New Haven — Senate President Pro Tem Martin M. Looney joined Gov. Dannel P. Malloy at a downtown press conference on economic-development policy Tuesday, a reminder he does not intend to curtail his schedule as he awaits a kidney transplant.
Looney, whose need for a kidney was made public a week ago in a Facebook appeal for potential donors from his parish priest, said his doctors tell him that his kidneys are failing after more than four decades of taking steroidal medications for a severe form of rheumatoid arthritis.
He said he is weeks or months away from requiring dialysis if a transplant is not performed.
Before the press conference, Malloy told Looney he has tried repeatedly to call or leave a message.
“It seems your voicemail is always full,” Malloy said.
Looney smiled. Not only is his voice mailbox constantly full, an organ donor line is getting calls from potential donors for the Senate’s top leader, who was first elected to the General Assembly in 1980 as a member of the House.

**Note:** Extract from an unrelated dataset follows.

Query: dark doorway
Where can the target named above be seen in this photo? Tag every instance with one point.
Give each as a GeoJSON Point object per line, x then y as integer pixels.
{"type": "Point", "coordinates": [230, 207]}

“It’s been very gratifying,” he said. “People have been calling the donor line to be tested.”
The organ donor line at Yale-New Haven Hospital is 1-866-925-3897. Looney, one of 621 people on a kidney waiting list at Yale, said individuals with a blood type of A or O are potential donors, but there is a system of paired donations. It essentially is a matchmaking system for willing donors not compatible to donate an organ to a friend.
The median wait for a kidney is 35 months, according to Yale.
Looney, 68, is a candidate for re-election to another two-year term. He said he can continue to perform his duties, even if on dialysis. His options would be daily home dialysis or going to a dialysis center two or three times a week.
He probably would choose home dialysis.
Looney, who says no family member has tested as a match for a transplant, smiled and shrugged at his medical condition’s becoming public, along with an error in the original posting on Facebook, which reported incorrectly he had one kidney.
“I have two kidneys,” he said.
It’s just that neither are working well, he said, smiling.
Looney said he is asymptomatic. Only regular blood tests showed the loss of kidney function.
He was advised to go public to “cast a wide net” for a potential donor for him — or others.
On Tuesday, he joined Malloy to promote the state’s economic-development assistance programs outside Alexion, a growing pharmaceutical company that relocated downtown, not far from Yale, with state aid. The company specializes in finding treatments for rare diseases.